Jim Klobuchar on Retirement: Favre, Bliss & Blitzes

     Several years ago, a man I knew professionally was on the brink of retirement and found himself anguishing in the throes of indecision. This was at a time when retirement from work was still a sensible proposition. It was before Wall Street permanently retired a sizeable army of the American labor force by paralyzing the economy, passing out executive bonuses while 10 million people lost their jobs.
     I asked my friend to describe his dilemmas. “I’m ready,” he said. “I’ve done the work. We’ve saved money. I want to fish. I want to play slow-pitch softball. I want to write poetry. I want to watch the swallows come back to Capistrano. I’m a Grandpa and I want to run in Grandma’s Marathon.”
     I thought all of these were reasonable grails for his later years, and he deserved them. He said he was secure in his job but he was ready for freedom. “The trouble is trying to stay relevant,” he said. “Basically, I’m worried about disappearing if I retire. I know that sounds awfully self-absorbed.”
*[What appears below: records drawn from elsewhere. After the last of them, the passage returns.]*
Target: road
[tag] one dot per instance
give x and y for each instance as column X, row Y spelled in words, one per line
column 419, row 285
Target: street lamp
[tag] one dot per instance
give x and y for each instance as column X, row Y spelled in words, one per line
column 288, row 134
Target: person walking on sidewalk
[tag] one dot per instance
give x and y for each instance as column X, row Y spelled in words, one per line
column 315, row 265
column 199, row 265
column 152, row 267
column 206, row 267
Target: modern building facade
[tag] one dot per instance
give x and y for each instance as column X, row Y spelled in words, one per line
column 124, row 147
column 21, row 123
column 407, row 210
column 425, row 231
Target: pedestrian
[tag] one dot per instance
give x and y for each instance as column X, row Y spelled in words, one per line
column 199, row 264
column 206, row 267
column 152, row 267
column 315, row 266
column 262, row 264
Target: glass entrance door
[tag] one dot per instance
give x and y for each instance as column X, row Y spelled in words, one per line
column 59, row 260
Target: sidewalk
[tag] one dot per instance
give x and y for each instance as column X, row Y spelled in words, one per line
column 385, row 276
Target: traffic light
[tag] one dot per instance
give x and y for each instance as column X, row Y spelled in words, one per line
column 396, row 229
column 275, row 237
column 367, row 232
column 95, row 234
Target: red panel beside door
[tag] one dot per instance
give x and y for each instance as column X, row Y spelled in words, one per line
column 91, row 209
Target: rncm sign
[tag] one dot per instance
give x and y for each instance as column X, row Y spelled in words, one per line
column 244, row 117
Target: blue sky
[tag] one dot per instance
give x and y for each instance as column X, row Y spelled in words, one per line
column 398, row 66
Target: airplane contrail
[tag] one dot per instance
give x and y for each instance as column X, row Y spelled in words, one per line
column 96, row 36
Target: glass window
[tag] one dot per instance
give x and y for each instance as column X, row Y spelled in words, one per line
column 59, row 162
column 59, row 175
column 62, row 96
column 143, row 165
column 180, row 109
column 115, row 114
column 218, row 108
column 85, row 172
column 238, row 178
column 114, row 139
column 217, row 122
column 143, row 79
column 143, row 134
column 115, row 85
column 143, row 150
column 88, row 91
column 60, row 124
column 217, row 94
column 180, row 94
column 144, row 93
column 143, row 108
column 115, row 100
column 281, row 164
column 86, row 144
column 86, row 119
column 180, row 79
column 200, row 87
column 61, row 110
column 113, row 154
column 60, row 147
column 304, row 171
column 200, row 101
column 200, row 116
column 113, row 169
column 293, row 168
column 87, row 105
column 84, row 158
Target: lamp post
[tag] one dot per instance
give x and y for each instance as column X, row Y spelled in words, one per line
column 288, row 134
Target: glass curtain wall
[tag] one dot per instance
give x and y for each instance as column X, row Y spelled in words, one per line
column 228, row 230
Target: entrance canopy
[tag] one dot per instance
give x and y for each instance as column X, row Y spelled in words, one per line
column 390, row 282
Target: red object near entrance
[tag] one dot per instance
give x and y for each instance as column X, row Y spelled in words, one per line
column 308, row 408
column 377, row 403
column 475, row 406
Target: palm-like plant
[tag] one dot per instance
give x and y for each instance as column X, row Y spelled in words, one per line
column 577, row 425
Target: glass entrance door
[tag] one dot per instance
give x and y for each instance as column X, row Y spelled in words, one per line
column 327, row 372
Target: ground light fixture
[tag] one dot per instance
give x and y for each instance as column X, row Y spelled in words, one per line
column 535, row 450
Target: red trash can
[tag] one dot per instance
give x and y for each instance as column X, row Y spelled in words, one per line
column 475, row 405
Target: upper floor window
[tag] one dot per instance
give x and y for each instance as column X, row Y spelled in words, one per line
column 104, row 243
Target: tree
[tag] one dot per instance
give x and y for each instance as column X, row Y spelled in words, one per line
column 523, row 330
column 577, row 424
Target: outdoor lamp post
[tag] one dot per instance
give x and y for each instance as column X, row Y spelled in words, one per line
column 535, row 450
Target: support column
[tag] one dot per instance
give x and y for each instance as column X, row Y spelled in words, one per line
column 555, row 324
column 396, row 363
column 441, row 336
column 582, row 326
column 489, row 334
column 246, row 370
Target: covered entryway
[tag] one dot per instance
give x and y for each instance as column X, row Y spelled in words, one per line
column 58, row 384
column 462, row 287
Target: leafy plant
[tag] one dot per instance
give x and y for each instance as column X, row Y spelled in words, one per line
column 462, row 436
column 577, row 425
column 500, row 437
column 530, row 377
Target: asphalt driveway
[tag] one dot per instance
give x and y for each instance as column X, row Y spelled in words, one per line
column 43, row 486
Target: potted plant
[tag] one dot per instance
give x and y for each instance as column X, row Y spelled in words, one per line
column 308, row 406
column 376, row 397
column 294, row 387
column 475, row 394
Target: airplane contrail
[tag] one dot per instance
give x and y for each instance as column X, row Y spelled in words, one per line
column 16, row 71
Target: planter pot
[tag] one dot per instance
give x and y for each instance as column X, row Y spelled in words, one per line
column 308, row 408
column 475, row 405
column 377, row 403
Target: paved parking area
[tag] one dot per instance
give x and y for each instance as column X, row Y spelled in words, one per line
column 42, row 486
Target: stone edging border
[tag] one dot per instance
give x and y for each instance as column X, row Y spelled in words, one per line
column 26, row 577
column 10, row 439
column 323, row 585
     I said I thought self-absorption in small doses was not a capital crime. “Test the waters,” I said. “Tell your boss you want to feel the joys of retirement. You can work out your own agendas, goof off, read Ovid’s Art of Love if you’re out of practice. Tell your boss you’d like to consider this an extended leave, and if it didn’t work out you’d like to come back and burn up the pavement with your old zeal.”
He laughed hysterically. “Name me one guy who could do that,” he said. I couldn’t then. Today I can and he has become avatar of retirement in the 21st century, Brett Favre.


     Let me re-introduce Brett Favre. He is here. He is there. He is in the commercials selling Wrangler Pants. He is in the Minnesota Viking huddle not only calling plays but happily ignoring signals from the bench. He is No. 4 in your program and No. 1 in the hearts of students of abnormal psychology.
     This is Brett Favre, the retiree of the year. He is also the retiree of last year; and the year before that; and the year before that. There is every probability that he will be the retiree of next year. He has already announced that this will be it, his final season, and the makers of Wrangler Pants are delirious about the possibilities of next year’s promotion campaign when Brett shows up two days after training camp ends. For your records it’s Aug. 23, a Tuesday.
     So let’s say you are 65 years old and want to know what all of this portends on the broader scale. Let’s say you are 35 and just as baffled as your venerable elders. What it means basically is that Brett Favre has succeeded where Ponce de Leon failed miserably. There IS a Fountain of Youth. For Brett Favre the Fountain of Youth is football. Never mind that some of his contemporaries—Joe Montana, Dan Marino, John Elway—and a few thousand others made their pile and decided it was time to grow up. Favre recognizes no such generational protocols. A hundred yards of green grass is to Favre what the big bend in the Mississippi River was to Huckleberry Finn. It is an instant invitation and a jolt of adrenalin. It is his renewal. It is the same reason why some aging globe-trotters keep going back to the Himalayas to trek. It is not to prove they can still do it. No, not that. It is reconnecting with a part of life that has fueled their glands and created for them a kind of rough-hewn but special community. For Favre that isn’t necessarily defined by throwing a touchdown pass to the tight end with two Neanderthals draped around his collar bone. Horsing around in the locker room is a big part if it, slapping butts, hollering in the pure primitive joy of winning with a bunching of guys who share both the pain and the euphoria.
     That is basically what motivates him. Year after year … So why not say so? So why doesn’t he drop all of the goofy mimes about not being sure, the ones that turn this extraordinary athlete in to a caricature? Is it a crude negotiation for more money? Fundamentally, not. Somewhere he has choreographed the right time and right way for Brett Favre to retire. The worst way is to be throwing interceptions in the final moments of big games. “I don’t want to fail,” he says. And when he has, in January the last three years, it depresses him and he wants out. Until three months later.
     Most people understand a sensible time to retire. Favre agonizes and puts conditions on it. The best way to figure this fellow out is to sit back and to enjoy watching him play. Never mind what he says. Watch what he does. Which is right about now. It will be a show—again.